Courts: Stanley Howse of Bone Thugs-N-Harmony is accused of firing a shotgun and possessing explosives and an AK-47. He is freed on $500,000 bail.

July 08, 1997|ANN W. O'NEILL | TIMES STAFF WRITER

VAN NUYS — Prosecutors filed felony charges against a founding member of the Grammy-winning rap group Bone Thugs-N-Harmony and a house guest Monday for allegedly firing a shotgun and possessing explosives on the Fourth of July.

Stanley "Flesh-N-Bone" Howse, 24, also was charged with possessing an unregistered assault weapon, an AK-47, found inside his rented house in Chatsworth by police who were summoned about 1 a.m. Friday by neighbors who reported hearing gunshots, said Deputy Dist. Atty. Robert F. Foltz Jr.

Local and federal authorities continue to investigate the source of several other weapons seized from the house, including a shotgun reported stolen from a pawnshop during the 1992 riots, Foltz said.

Howse and his brother-in-law Jamar Tarik Cole, 19, spent the holiday weekend in custody at the Los Angeles Police Department's Devonshire station. The rapper was freed after posting $500,000 bond.

Commissioner Gerald T. Richardson lowered bail to $95,000 for Cole, who pleaded not guilty, but ordered him to serve two more days in jail for an unrelated traffic violation. A preliminary hearing was set for July 17.

Howse's lawyer, John K. Pierson, said he considered the judge's decision to lower Cole's bail to be "very encouraging."

The prolific rapper's signature sound blends urban hip-hop with smooth harmonies reminiscent of the late Marvin Gaye. He appeared briefly in the courtroom but did not enter a plea.

Howse's arraignment was scheduled for later this month. In court, he who wore a blue Bone Thugs-N-Harmony jersey, gold crucifix and paratrooper-style pants, and quietly signed autographs.

Foltz said the LAPD's bomb squad allegedly found a home-made explosive device about 1 1/4 inches in diameter and about 3 inches long, he said.

"It was way bigger than a firecracker," the prosecutor added. "It was about four times as powerful as an M-80, and an M-80 is a pretty hot little stick by itself. It's an extremely dangerous explosive to have, especially in a residential neighborhood."

Police also found four spent 12-gauge shotgun casings in the backyard, indicating a weapon had been discharged, Foltz said.

Howse and Cole, who lives in a guest house on the Chatsworth property, were arrested early July 4 after neighbors called police to the $600,000 Hacienda-style house on Lassen Street near Topanga Boulevard.

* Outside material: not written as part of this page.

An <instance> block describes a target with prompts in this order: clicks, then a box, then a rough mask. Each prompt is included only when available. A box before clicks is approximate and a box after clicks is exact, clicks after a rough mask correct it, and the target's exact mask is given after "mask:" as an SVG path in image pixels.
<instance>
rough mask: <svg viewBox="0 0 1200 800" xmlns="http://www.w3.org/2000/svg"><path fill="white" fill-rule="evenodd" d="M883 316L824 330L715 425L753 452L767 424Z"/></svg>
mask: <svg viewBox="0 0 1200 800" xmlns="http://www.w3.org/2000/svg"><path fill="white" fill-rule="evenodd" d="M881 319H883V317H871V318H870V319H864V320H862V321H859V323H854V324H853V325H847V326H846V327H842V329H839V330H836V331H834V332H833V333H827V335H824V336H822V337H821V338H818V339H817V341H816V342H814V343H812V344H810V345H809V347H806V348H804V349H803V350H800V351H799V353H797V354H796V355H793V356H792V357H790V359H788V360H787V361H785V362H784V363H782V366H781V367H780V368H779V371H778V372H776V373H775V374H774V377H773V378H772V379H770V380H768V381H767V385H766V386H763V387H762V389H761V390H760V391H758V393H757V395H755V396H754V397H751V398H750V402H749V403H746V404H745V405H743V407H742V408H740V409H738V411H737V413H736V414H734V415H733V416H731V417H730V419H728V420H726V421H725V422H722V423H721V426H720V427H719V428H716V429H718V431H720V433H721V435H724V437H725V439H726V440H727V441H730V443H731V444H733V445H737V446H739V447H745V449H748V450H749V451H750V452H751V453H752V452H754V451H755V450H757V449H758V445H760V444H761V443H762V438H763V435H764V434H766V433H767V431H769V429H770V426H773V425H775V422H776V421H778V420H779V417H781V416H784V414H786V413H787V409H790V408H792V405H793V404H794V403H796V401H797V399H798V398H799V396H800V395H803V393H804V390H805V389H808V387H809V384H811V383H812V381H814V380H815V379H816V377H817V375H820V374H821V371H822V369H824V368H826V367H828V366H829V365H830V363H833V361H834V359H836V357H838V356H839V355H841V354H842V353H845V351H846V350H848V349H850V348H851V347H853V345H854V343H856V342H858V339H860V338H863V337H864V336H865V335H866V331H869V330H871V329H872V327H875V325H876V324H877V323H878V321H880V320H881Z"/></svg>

Each man faces felony counts of possession of explosives and explosive devices and reckless discharge of a firearm.

The arrests followed weeks of mounting tension between the defendants and others in the settled, predominantly white neighborhood who complained about loud music and hearing shots fired day and night.

Pierson said Howse moved into the house in April and lives there with his wife, two children and bodyguards.

The five members of the quadruple-platinum-selling rap group grew up together in extreme poverty and practiced harmonies while selling crack cocaine on the street corners of Cleveland, according to their manager Gary Ballen. They moved to Los Angeles in 1993 in the hope of launching a music career with the late rapper Eric "Eazy-E" Wright.

Bone Thugs-N-Harmony auditioned with Wright and immediately got a contract with his label, Ruthless Records.

The group won a Grammy this year for best rap performance by a duo or group for its single "Tha Crossroads."